If a WPAD proxy is assigned via a DHCP lease, then the dhcpd.conf like this:
The WPAD URL can be distributed using the “wpad code 252” option. An additional configuration entry "option wpad "http://Angreifer-IP/wpad.dat"" refers to the WPAD configuration wpad.dat. The benefit of using WPAD from an attacker's perspective is that the attacker can clearly filter network traffic and determine which traffic to intercept.
The WPAD configuration (wpad.dat) can look like this:
The address of the attacker is returned as the proxy server. In summary, this means that all HTTP traffic that comes in is forwarded directly to the attacker via this proxy entry. The incoming traffic can then be manipulated by the attacker.
The WPAD configuration is distributed via a simple HTTP server, which must be started by the attacker. This HTTP server is started as follows:
If a DHCP lease was successfully distributed with the WPAD option, you can now see which clients are downloading the wpad.dat here.
If a user now starts his browser, the web traffic is routed via the proxy server that was distributed in the WPAD.
It should be noted that pure HTTP traffic is transmitted unencrypted and can therefore easily be intercepted by the attacker. For intercepting HTTPS (HTTP over SSL), there are additional challenges and conditions for successful intercepting;
DHCP snooping is a functionality designed to prevent DHCP attacks.
With DHCP snooping, "trusted ports" are configured on switches from which DHCP offers are accepted. The DHCP server is connected to one of these "trusted ports" because it is the only one that should assign IP addresses dynamically. Trunk ports must also have the "trusted" status in the context of DHCP snooping, since valid DHCP offers are transmitted here. If the switch detects that a DHCP offer is being made via a different port, it discards the packet.

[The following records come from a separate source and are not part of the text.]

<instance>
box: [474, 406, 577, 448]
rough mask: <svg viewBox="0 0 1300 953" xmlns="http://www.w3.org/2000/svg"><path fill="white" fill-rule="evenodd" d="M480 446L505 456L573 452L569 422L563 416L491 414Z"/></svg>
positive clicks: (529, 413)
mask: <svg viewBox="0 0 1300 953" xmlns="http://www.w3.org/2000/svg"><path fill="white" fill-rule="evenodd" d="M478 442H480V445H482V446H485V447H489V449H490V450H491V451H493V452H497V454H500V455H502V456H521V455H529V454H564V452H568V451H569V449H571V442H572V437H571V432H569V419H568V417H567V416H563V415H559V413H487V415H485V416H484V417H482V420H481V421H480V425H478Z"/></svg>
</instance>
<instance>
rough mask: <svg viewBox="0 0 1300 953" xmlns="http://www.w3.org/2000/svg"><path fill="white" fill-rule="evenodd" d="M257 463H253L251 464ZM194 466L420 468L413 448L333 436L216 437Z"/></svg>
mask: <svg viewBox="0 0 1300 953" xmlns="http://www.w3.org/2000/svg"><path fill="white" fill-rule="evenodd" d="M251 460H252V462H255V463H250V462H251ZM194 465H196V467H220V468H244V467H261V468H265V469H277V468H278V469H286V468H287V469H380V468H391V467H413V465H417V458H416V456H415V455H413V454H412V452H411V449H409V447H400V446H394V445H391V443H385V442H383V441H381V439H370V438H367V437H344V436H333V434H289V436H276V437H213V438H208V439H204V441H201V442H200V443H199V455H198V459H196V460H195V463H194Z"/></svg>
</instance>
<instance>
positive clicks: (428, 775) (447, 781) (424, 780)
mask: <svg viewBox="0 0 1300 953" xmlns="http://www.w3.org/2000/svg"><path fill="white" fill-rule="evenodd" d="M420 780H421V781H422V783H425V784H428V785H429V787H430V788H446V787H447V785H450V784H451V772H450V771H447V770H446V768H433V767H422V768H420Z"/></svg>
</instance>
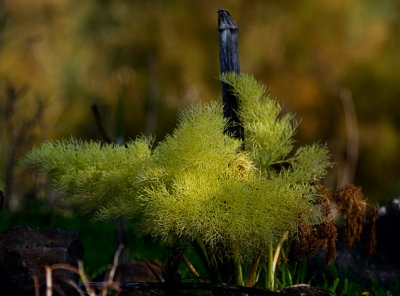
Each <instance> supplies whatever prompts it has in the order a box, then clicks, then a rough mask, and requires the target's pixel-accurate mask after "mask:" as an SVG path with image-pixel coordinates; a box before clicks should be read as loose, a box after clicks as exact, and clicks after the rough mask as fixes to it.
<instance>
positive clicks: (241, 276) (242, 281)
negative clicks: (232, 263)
mask: <svg viewBox="0 0 400 296" xmlns="http://www.w3.org/2000/svg"><path fill="white" fill-rule="evenodd" d="M235 268H236V284H237V285H238V286H244V280H243V270H242V264H241V263H240V260H235Z"/></svg>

The result of the DHCP snooping is the DHCP snooping database in which all IP and MAC addresses assigned by the DHCP server on the "Trusted Port" are noted.
configure terminal
ip dhcp snooping vlan <vlan-number>
interface <interface-name>
ip dhcp snooping trust
exit
The comparison with the DHCP Snooping Database does not offer any protection against a DHCP Starvation Attack (Denial of Service). Requests can still be sent out in bulk, so the pool of a legitimate DHCP server is exhausted. To prevent this, a rate limit can be configured on the switch, which dictates how many requests can be sent per second.
If the attacker now launches a DHCP Starvation Attack, it fails after 10 requests.
configure terminal
interface <interface-name>
ip dhcp snooping limit rate 10
exit
If you want to see the whole scenario in action, then take a look at ours Youtube Video on the subject :D.